Allo spettatore di oggi, Jost ricorda Lacombe Lucien, il giovane collaborazionista fucilato dai partigiani del film di Louis Malle (anche quella una storia vera), scritto da Patrick Modiano, il Nobel francese di qualche anno fa. Fidarsi o no? E poi, a non fidarsi, chi ce l’avrebbe il coraggio di ucciderlo? Improponibile. Non resta che fidarsi e metterlo a parte del progetto: fuggire insieme. Si parte dalla matita, dove è nascosta.
“Fucilano per una matita?”
“Sì”.
“Attento Jost! La guerra finirà e la perderanno”.
“No, non la perderanno”
“Sì. E se ne andranno. Sono brutti compagni e ti lasceranno solo nel tuo paese, senza nessuno per difenderti. Non ci sarà pietà”
“Nemmeno per la mia età?”
“Non contarci”
“Son libero di dire sì o no?”
“Adesso che sai tutto, no. Se ci prenderanno…”
“Per chi mi prendi?”
Non c’è che da realizzare una seconda corda, sfilettando il pagliericcio di Jost e una coperta regalo del vicino di cella. Avrà, come la prima, l’anima del fil di ferro della rete del letto e quei ganci che sono l’ammaestramento del fallito tentativo di fuga di un compagno italiano che non aveva la pazienza di aspettare (Fontaine: “Era disperato?”; il Pastore: “No, era pieno di speranze”. Troppe): “Doveva fallire Orsini perché riuscissimo noi”. Poi la fuga sui tetti, il passaggio alti sulla corda, la sentinella e l’ultima scoperta: da solo Fontaine non ci sarebbe riuscito. Non tutto era stato previsto, non tutto è mai prevedibile. Il sedicenne Jost risulterà indispensabile. A lui toccano le parole di chiusura di tanta meraviglia: “Se mamma mi vedesse” e l’abbraccio di Fontaine. Quanto alla chiusura in musica, quella tocca a Mozart. Per tutto il film ha accompagnato il percorso verso il fontanile della fila indiana dei prigionieri e persino lo scarico dei buglioli, come un momento sacro. Non per niente è la “Messa in do minore”.

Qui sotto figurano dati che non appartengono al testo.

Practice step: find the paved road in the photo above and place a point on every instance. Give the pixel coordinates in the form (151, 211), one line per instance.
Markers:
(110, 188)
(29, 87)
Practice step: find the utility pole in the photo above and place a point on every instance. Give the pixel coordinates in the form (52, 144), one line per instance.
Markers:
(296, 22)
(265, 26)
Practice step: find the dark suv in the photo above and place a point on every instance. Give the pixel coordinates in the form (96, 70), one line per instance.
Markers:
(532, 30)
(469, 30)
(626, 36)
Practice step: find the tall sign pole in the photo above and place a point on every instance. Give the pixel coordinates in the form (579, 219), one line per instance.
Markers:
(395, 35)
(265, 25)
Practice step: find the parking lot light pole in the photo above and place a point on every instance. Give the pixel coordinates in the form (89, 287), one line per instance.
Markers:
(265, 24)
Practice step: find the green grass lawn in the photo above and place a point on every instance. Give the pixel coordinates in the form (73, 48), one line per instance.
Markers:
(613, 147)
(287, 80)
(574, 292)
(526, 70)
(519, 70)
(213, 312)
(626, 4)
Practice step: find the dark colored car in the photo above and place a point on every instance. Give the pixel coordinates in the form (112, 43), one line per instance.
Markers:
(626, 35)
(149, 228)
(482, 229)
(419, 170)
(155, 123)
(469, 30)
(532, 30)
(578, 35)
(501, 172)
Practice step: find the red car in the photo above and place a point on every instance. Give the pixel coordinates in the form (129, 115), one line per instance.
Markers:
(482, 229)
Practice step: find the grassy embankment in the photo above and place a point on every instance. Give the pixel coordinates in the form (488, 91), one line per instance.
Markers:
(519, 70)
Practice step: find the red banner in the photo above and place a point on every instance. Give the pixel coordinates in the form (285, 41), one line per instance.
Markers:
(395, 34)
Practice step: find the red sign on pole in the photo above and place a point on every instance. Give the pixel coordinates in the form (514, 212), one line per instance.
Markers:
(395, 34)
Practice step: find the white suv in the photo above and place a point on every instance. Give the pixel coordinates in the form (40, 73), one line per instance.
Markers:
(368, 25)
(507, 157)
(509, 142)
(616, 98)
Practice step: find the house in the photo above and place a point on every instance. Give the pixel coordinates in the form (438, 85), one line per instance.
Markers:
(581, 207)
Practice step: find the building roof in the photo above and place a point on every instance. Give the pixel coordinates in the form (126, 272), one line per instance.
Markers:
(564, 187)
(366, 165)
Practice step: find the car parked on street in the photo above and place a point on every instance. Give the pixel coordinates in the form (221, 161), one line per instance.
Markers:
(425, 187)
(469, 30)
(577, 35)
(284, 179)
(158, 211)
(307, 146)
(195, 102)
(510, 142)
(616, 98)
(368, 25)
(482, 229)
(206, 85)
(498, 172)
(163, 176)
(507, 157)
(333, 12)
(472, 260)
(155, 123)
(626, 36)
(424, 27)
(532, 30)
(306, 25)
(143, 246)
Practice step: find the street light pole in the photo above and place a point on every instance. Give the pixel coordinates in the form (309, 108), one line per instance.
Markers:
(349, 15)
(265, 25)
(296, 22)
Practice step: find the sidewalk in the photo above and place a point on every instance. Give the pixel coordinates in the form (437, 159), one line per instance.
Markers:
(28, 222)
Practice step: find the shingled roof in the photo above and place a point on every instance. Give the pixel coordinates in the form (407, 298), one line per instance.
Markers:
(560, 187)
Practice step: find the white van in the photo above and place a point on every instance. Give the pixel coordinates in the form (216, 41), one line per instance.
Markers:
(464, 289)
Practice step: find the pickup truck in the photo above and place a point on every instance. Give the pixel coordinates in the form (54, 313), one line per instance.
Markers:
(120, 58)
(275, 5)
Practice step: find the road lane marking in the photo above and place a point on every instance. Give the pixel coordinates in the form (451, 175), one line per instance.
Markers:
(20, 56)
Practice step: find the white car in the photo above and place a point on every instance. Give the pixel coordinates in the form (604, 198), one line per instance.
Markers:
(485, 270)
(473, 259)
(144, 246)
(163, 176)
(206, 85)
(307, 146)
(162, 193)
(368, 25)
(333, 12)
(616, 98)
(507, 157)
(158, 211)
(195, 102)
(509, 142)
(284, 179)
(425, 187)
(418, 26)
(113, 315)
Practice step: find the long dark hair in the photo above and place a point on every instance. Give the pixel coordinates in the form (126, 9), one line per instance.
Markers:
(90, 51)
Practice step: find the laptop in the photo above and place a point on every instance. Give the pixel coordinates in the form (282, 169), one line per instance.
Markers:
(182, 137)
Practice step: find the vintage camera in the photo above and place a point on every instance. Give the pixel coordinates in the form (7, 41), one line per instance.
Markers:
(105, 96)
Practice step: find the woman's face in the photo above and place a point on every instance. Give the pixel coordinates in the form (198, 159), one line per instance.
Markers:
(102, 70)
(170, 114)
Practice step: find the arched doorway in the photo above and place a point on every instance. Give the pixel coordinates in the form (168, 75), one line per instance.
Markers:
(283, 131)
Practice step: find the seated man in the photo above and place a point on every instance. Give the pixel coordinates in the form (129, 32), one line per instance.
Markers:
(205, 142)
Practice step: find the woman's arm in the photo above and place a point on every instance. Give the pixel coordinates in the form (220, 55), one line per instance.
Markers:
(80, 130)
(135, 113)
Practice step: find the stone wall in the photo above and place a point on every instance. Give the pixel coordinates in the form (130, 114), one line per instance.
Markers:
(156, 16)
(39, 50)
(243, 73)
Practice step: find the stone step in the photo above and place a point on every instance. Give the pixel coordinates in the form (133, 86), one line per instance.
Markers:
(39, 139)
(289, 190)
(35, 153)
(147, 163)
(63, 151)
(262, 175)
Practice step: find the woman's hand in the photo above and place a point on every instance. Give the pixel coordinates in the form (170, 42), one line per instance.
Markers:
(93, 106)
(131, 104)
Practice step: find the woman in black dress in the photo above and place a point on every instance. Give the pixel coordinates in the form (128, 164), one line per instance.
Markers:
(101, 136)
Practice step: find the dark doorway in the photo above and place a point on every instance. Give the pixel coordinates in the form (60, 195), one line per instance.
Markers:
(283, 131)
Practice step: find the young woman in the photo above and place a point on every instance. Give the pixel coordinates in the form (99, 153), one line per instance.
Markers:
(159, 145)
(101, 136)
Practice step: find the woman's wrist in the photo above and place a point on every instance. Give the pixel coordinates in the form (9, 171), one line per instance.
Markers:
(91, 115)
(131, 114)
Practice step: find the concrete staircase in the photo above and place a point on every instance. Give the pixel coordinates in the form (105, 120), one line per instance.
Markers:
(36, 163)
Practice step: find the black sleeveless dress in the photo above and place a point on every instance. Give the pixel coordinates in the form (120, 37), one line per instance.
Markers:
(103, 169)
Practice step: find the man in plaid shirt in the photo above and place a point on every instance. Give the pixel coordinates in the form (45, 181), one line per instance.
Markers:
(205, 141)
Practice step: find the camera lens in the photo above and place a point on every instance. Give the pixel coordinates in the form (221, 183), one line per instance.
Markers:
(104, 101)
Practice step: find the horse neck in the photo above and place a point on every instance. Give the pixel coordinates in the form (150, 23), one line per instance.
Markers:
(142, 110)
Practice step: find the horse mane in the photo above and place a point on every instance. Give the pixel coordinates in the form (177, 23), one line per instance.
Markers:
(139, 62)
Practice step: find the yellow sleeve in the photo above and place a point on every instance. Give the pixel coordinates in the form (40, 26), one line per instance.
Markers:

Tutto questo spiega perché “Un condannato a morte è fuggito”, è il film simbolicamente più bello sulla Resistenza fra i tanti, anche meravigliosi, che sono stati fatti. Quello che tutti li comprende e che a tutti dà senso. Non la Resistenza italiana o francese, europea o sudamericana, ma la Resistenza come archetipo, nata in carceri come Fort Montluc. Pensate a una storia ce vi è piaciuta, scritta, recitata, filmata. Ci troverete anche quella, quel filo di ferro della rete del letto; quel “se mamma mi vedesse!”. Il coraggio e la rassegnazione, la speranza e la disperazione, i dialoghi e i silenzi, la morte dell’uomo e la sua Resistenza, come in quella fortezza. Un film da vedere e rivedere. Tante volte, di qui a … fate voi.